Liposomes

Question 1

what are liposomes used for in pharmacy?

Answer 1

drug deliver systems

act as a vehicle/carrier component of nanomedicines

Question 2

what type of material are liposomes?

Answer 2

natural or synthetic materials – polymers, proteins, lipid

in the nm range

Question 3

what are the physical properties of liposomes?

Answer 3

hollow, or have a porous or solid interior

Closed, spherical vesicles of single or multiple lipid bilayers (lamellae), enclosing an internal aqueous core

Question 4

how can liposomes be used to deliver drugs?

Answer 4

incorporated inside particles (encapsulation, entrapment)

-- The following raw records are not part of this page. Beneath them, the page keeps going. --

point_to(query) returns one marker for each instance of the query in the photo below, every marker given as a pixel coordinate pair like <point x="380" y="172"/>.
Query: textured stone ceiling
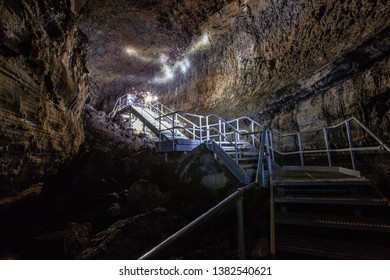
<point x="142" y="42"/>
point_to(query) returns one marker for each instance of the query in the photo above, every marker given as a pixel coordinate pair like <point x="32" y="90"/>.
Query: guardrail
<point x="325" y="141"/>
<point x="236" y="196"/>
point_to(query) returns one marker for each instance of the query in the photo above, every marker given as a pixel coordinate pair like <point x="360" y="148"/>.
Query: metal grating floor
<point x="360" y="223"/>
<point x="309" y="177"/>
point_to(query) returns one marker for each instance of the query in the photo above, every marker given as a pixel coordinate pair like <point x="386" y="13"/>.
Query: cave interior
<point x="122" y="122"/>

on particle surfaces (adsorption, attachment)

Question 5

why are drug delivery systems used?

Answer 5

improve drug potency and efficacy by…
* Improving drug solubility and dissolution - Small carrier size, high surface area:volume ratio
* Providing a sustained/controlled drug release
* Prolonging drug residence time in the systemic circulation
* Protecting drug from harsh in vivo conditions - Most effective if drug is encapsulate
* Improving drug transport across biological barriers
* Facilitating targeted drug delivery- Enhanced delivery to particular/specific cells or tissues

Question 6

how does sa:volume ratio affect degradation?

Answer 6

as its easier for aqueous fluid (e.g. GI fluid) to penetrate the particle via the polymer = faster drug release due to the molecule being subjected to degradation

Question 7

why is targeted drug delivery useful?

Answer 7

increased delivery efficacy and decreases the drug toxicity/side effects

Question 8

why is chitosan nanoparticles important?

Answer 8

increase adhesion to mucosa and as a result, increase the retention time.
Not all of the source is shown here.